The ECTPD had two days to go through the Roseboro house. The warrant stipulated some of the items the ECTPD was looking for: trace evidence, including hair fibers, blood, bodily fluids, and fingerprints, along with any items with bloodstains or apparent bloodstains. It allowed the ECTPD to process the entire residence: pool area, patio, and any other common area, for blood spatter analysis. The fact that it had rained so heavily the night before and continued, on and off, throughout that day, worked against the CSI team. Yet luminol could reveal blood hidden in plain sight. Little mist here, a bit over there, and boom!—there it is, like invisible ink—that Day-Glo light indicating the presence of plasma.

East Lampeter Township Police Department detective Scott Eelman, the coordinator for the Lancaster County Forensic Unit, was called back into the case as part of the MCU. Eelman had processed “hundreds” of crime scenes. It was Eelman who had checked the radar the night before. Learning that more storms were moving
into the region, he chose to forgo the search on the night Keith Neff took the house and instead decided to begin the following morning.

“We elected to wait until the twenty-fourth,” Eelman said. “It had already rained … and one more time wasn’t going to do anything to harm the situation.”

After photographing the inside of the house and the outside yard, which familiarized members of the LCFU helping Eelman with the layout, they started in the backyard. Inside the pool deck area, it was clear that people had been hanging out at the pool recently.

“It appeared that there were several drink containers,” Eelman reported, “glasses, bottles, that sort of thing, lying around the pool area up on the table and surrounding areas, and it appeared that there were … that there had been people there after the initial incident.”

One neighbor said she was appalled to see kids and adults swimming in the pool in the days after Jan had been found dead in that same water.

“I could not believe my eyes,” the neighbor said.

“Disgusting,” said another neighbor. “It was incredible.”

Nonetheless, Eelman had to deal with it. There was the chance that if they found anything outside near the pool, it would be worthless, anyway. There were so many variables at work here—albeit rain and people—searching for evidence of value outside near the pool was more or less a formality at this point.

After spending hours going through the house and the outdoor areas, Eelman and his team found “nothing of great significance,” he later described, that “really stood out. Nothing really jumped out as evidence.”

Along with computers and cell phones and everyday electronic gadgets that all search warrants covered these days, the team did not take much forensic evidence out of the Roseboro home. They listed:
two hairs from the edge of the pool coping near the gate
and
two white tissues/toilet paper and two Band-Aids all with blood staining,
along with
one pair of red & white swim shorts/suit—XL size, Counter Culture brand.
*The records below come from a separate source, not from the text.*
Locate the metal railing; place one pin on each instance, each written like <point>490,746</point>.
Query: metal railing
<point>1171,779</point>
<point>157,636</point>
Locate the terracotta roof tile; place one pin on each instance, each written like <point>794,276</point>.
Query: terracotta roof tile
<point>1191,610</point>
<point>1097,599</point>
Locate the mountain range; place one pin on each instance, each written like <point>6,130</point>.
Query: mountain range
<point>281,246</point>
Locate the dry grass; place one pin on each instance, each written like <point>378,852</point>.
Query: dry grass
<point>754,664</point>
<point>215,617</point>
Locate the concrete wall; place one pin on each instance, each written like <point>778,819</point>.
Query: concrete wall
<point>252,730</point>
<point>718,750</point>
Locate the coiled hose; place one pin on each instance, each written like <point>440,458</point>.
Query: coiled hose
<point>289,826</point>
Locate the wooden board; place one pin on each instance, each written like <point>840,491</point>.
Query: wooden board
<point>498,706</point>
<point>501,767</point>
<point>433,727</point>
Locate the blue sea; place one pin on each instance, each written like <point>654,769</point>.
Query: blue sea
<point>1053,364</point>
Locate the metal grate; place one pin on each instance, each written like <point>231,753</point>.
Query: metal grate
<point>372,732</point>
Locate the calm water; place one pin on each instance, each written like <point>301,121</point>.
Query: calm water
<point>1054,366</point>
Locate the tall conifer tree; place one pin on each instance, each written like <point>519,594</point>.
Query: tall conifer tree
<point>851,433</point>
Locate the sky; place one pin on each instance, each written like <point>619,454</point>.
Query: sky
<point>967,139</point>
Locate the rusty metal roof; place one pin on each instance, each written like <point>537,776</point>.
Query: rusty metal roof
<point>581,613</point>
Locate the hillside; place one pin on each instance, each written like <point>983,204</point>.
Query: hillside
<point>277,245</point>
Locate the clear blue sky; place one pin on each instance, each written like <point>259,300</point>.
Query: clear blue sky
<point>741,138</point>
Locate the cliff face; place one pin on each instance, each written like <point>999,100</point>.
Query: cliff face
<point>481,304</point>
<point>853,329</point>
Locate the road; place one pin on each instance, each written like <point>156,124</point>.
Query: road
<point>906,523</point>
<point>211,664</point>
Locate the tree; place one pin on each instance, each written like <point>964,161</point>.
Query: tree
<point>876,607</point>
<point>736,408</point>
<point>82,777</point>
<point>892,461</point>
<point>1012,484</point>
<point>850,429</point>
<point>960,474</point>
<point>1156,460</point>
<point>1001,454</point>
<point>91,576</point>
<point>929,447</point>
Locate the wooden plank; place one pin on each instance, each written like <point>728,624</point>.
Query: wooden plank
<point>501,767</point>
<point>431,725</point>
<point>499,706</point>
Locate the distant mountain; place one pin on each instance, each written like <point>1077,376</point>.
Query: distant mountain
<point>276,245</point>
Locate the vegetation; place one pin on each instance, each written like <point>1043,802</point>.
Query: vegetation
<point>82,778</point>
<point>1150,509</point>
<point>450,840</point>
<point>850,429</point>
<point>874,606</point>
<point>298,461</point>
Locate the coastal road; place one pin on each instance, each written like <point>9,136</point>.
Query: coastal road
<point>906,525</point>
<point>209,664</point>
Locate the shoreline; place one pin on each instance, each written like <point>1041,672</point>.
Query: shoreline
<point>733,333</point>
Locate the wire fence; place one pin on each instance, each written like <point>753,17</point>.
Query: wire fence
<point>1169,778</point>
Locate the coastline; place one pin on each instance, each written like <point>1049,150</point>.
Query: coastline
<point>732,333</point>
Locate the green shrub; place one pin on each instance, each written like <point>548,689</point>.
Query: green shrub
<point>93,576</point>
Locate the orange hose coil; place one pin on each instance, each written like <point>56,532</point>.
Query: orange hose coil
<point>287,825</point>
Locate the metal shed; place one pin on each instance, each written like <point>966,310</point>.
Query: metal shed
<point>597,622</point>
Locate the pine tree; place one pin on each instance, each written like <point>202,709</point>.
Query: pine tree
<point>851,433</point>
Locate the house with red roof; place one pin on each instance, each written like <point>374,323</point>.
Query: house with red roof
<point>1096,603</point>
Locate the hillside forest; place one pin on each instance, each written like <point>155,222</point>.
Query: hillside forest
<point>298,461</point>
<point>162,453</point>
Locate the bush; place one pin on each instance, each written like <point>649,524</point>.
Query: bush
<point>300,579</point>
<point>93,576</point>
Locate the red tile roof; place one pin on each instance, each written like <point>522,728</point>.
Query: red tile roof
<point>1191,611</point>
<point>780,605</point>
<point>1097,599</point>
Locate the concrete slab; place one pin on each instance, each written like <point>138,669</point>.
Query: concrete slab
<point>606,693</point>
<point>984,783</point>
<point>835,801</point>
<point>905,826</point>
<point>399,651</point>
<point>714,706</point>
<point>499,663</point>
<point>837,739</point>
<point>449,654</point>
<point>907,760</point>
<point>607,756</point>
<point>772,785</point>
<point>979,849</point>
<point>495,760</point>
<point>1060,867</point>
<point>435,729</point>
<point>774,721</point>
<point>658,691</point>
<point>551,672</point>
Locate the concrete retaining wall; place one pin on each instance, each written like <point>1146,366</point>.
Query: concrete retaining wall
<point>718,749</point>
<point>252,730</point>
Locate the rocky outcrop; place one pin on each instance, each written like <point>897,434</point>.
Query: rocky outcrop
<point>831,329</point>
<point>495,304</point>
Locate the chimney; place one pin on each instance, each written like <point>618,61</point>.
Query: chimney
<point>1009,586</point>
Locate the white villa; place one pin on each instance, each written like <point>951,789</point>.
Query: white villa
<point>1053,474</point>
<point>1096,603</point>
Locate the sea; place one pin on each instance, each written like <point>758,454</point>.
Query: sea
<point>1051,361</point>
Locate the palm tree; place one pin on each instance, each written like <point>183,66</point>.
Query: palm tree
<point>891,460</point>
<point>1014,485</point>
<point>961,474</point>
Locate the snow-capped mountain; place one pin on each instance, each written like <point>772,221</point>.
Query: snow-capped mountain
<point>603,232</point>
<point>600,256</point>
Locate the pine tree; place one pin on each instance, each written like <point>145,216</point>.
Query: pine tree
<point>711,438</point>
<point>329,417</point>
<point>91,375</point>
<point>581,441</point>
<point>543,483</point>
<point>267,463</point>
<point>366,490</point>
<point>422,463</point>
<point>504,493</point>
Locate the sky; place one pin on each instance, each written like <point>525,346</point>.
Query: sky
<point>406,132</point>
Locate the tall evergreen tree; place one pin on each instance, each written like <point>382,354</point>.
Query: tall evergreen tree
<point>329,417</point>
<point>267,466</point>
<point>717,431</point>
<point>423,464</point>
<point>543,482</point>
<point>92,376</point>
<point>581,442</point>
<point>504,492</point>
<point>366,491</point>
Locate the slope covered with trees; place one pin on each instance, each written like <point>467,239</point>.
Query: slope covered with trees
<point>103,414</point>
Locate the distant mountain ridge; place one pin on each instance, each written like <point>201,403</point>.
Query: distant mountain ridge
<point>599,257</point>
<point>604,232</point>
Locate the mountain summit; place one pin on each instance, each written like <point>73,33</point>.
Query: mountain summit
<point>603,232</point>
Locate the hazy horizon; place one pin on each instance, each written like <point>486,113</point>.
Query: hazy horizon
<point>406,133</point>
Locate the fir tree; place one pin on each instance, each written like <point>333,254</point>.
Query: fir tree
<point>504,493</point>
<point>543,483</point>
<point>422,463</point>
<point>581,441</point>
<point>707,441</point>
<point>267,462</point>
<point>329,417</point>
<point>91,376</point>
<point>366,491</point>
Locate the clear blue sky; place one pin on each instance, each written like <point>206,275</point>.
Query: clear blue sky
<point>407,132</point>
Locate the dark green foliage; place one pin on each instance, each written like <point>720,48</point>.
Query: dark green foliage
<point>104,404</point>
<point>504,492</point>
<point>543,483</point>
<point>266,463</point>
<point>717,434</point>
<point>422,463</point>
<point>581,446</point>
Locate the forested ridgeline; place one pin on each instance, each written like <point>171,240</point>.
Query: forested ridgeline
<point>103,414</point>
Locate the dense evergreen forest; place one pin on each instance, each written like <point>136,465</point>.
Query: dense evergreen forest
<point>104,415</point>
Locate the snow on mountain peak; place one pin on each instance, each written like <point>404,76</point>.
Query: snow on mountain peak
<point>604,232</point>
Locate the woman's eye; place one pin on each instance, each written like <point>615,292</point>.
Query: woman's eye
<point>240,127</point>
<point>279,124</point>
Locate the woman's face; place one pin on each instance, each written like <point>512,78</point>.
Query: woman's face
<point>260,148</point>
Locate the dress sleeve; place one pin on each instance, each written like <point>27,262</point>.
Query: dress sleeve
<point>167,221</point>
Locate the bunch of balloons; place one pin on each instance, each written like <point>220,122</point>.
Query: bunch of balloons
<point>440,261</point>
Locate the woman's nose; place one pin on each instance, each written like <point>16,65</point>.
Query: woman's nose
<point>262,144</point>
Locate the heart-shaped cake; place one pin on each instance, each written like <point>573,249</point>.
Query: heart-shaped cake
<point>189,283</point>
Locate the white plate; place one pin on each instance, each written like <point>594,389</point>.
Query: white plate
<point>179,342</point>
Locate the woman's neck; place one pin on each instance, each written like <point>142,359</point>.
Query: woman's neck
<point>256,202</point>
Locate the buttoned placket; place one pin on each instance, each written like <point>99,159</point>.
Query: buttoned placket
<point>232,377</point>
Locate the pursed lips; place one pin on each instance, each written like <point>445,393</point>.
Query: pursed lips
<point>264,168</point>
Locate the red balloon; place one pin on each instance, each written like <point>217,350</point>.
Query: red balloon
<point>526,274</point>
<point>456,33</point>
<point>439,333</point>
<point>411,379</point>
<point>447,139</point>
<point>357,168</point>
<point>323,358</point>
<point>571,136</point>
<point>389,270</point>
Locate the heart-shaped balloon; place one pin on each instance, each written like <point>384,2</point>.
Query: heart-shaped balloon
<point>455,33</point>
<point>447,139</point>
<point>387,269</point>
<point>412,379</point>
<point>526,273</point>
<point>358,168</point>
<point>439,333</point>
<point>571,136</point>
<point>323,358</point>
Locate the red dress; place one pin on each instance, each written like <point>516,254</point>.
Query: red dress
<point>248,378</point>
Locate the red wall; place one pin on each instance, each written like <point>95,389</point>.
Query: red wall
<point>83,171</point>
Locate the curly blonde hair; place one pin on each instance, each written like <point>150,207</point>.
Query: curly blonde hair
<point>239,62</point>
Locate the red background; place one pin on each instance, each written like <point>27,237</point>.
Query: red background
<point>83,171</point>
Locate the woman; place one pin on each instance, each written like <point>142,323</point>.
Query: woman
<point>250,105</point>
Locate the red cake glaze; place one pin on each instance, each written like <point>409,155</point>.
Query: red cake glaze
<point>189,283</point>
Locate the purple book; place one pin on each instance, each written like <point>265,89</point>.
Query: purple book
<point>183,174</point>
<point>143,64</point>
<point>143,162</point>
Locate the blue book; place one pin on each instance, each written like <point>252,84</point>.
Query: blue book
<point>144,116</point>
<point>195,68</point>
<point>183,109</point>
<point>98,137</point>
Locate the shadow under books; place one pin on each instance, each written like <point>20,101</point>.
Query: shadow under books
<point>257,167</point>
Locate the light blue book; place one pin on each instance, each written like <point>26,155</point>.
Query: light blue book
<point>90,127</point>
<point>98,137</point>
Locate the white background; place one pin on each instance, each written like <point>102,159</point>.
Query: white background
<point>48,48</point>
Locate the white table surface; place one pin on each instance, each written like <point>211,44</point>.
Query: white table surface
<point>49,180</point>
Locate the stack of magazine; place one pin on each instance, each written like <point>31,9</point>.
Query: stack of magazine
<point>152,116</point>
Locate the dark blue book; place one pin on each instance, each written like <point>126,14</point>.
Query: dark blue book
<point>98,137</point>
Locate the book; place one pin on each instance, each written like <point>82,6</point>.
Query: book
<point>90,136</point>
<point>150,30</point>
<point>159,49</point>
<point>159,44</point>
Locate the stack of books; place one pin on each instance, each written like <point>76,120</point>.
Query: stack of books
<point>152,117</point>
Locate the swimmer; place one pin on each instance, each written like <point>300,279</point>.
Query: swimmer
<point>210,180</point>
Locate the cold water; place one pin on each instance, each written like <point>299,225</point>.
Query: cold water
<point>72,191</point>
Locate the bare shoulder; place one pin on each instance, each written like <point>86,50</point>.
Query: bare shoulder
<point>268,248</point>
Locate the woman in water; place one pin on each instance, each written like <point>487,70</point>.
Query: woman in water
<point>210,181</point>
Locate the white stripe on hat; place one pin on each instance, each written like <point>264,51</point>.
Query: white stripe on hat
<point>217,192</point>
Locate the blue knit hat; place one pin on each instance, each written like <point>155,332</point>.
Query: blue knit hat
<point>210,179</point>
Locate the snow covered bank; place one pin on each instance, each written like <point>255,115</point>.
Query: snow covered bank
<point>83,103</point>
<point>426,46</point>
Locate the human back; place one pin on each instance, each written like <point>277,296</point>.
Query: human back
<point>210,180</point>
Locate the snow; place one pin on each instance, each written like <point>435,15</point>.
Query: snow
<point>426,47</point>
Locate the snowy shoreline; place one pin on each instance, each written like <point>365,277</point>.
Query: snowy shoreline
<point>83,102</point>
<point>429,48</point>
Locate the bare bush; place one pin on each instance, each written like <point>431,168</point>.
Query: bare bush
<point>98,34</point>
The swimsuit was an interesting discovery. It turned out to be the one Michael Roseboro wore on the night EMTs and ECTPD showed up after his 911 call. On the front of the garment, it appeared to have stains of some sort. The LCFU found the bathing suit inside the Roseboros’ downstairs bathroom. Yet, when the state police lab later tested it, the stains turned out to be nothing of any consequence to the investigation.